Thank you so much! I think I've grab the concept.

Just a small addition to what has already been said: At the moment, closures are not special in this regard. Take this code for example:

struct Foo { a: i32, b: i32 }

impl Foo {
    fn broken(&mut self) {
        let mut closure = || self.b += 1;
        self.a += 1;
        closure();
    }
}

The closure borrows not just self.b mutably, but indeed the entirety of self. As a consequence, the compiler rejects this code because self.a += 1 attempts to modify self while it is already borrowed.

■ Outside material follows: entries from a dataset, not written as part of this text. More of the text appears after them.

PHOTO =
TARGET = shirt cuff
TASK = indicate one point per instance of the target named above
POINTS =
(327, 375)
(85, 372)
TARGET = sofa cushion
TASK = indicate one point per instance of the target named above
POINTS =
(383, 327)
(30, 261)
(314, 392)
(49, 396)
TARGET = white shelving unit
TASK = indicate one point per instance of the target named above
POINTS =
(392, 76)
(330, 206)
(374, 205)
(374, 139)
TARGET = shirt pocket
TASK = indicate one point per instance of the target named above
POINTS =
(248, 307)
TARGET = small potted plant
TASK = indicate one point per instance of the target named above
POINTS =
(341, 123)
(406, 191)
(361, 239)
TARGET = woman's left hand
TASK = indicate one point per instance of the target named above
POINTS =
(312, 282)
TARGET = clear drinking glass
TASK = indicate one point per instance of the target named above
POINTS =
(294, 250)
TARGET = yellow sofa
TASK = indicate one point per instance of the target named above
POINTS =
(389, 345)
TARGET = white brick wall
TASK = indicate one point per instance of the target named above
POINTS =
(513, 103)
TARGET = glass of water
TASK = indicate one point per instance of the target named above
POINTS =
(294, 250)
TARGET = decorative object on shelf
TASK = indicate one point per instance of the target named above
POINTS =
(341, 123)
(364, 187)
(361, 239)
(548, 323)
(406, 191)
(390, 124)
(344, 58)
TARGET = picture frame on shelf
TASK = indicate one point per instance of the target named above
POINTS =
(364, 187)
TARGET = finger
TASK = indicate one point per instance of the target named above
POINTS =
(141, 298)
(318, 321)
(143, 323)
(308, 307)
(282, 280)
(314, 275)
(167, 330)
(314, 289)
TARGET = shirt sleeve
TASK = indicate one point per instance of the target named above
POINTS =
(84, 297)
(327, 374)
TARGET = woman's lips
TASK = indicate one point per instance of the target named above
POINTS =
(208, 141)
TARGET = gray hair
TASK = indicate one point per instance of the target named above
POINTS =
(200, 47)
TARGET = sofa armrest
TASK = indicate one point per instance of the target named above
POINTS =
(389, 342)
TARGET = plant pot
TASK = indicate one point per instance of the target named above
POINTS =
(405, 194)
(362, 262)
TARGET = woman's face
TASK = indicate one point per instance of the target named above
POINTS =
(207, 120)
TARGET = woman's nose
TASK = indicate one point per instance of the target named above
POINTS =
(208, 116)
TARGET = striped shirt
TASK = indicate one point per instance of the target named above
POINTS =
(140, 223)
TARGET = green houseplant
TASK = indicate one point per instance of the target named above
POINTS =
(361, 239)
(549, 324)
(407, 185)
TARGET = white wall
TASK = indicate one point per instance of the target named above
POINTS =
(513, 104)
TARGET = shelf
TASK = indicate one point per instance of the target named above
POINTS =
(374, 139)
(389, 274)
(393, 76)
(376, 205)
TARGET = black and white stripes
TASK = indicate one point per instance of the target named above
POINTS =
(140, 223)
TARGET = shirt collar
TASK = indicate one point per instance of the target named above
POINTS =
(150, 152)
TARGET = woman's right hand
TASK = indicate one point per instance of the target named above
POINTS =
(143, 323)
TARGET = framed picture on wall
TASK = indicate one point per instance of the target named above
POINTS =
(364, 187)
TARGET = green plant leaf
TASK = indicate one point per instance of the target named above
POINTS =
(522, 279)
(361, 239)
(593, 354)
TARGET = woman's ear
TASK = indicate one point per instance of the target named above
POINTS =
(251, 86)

error[E0503]: cannot use `self.a` because it was mutably borrowed
 --> src/lib.rs:6:9
  |
5 |         let mut closure = || self.b += 1;;
  |                           -- ---- borrow occurs due to use of `self` in closure
  |                           |
  |                           borrow of `self` occurs here
6 |         self.a += 1;
  |         ^^^^^^^^^^^ use of borrowed `self`
7 |         closure();
  |         ------- borrow later used here

error: aborting due to previous error

There are plans to change this, but they are all at a very early stage for now.